Posted: May 11, 2017
Justine Ferguson 2

Often, having good information at your fingertips can make the difference for a better journey as a cancer patient.

Justine Ferguson recognizes that and is a driving force behind advancing exceptional care for patients living with cancer. She became a nurse because she liked the idea of being able to guide patients and their families through one of the most difficult times in their lives.

She has been involved in numerous projects with the Grand River Regional Cancer Centre (GRRCC), two of the most recent being a newly developed patient experience binder, and a redevelopment of the resource centre in the GRRCC.

Both of these projects were designed and implemented with the patient in mind, to help them in their journey and help them know where to go to find information that is trustworthy, current and accurate.

Justine hopes that these initiatives will help patients and their families to feel supported, and give direction on how to cope with and manage their care.
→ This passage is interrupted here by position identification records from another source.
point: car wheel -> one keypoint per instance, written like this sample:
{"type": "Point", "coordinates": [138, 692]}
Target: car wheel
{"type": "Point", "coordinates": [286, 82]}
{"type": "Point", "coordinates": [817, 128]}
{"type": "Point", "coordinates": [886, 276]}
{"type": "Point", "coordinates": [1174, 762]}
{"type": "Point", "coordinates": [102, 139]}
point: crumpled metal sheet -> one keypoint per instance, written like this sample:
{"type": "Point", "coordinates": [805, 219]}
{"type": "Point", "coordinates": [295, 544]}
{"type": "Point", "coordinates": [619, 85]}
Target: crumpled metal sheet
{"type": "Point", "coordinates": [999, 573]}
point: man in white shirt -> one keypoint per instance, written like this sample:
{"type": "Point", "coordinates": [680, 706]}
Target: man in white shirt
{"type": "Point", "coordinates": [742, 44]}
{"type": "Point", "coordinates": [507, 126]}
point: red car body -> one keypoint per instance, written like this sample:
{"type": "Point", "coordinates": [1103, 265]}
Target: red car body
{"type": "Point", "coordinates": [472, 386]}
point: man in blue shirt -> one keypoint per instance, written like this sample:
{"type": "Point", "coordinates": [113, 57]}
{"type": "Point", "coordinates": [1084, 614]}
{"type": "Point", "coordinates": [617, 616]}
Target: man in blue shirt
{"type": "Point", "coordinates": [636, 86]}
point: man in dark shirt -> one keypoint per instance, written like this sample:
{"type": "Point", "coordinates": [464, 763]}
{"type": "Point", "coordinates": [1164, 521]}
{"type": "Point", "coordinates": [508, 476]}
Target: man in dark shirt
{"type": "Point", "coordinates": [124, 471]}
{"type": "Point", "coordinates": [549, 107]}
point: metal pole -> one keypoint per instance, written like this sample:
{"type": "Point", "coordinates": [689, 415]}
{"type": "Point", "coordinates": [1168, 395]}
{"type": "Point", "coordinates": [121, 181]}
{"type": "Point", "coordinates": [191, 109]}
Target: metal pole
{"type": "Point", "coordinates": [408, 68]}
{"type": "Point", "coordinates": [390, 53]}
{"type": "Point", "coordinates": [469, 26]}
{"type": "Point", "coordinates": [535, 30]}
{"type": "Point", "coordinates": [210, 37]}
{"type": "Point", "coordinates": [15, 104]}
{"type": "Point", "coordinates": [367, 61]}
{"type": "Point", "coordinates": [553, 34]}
What do you enjoy most about your work?

Oncology nursing is always changing; there is always something new to learn. It involves a lot of health teaching, which is something I really love doing. I really think patients and their families have much better outcomes when they take charge of their care, and are more knowledgeable about their health. 

What is your favourite thing about health teaching?

Health teaching is very rewarding. The world of medicine and health care is such a difficult place to navigate at times; the terminology in health care alone is a different language to most patients and families. It’s rewarding to simplify the language, explain the processes and see the understanding in patients and families as they realize that it’s beginning to make sense. You can almost see the sense of empowerment they feel when this foreign concept (whether it be their cancer diagnosis, or how to give themselves an injection) comes together and they “get it”.  It’s a good feeling to know that, because of your teaching, that patient and their family can better navigate their care.

One of your biggest projects lately has been the “patient experience binder.” Can you tell us a little about what that is?

The patient experience binder was developed based on two things. The first is feedback from patients and families that they receive so much information at diagnosis, it doesn’t always feel as though they are being given information that is relevant to them. Oftentimes, this leaves patients feeling a little lost. 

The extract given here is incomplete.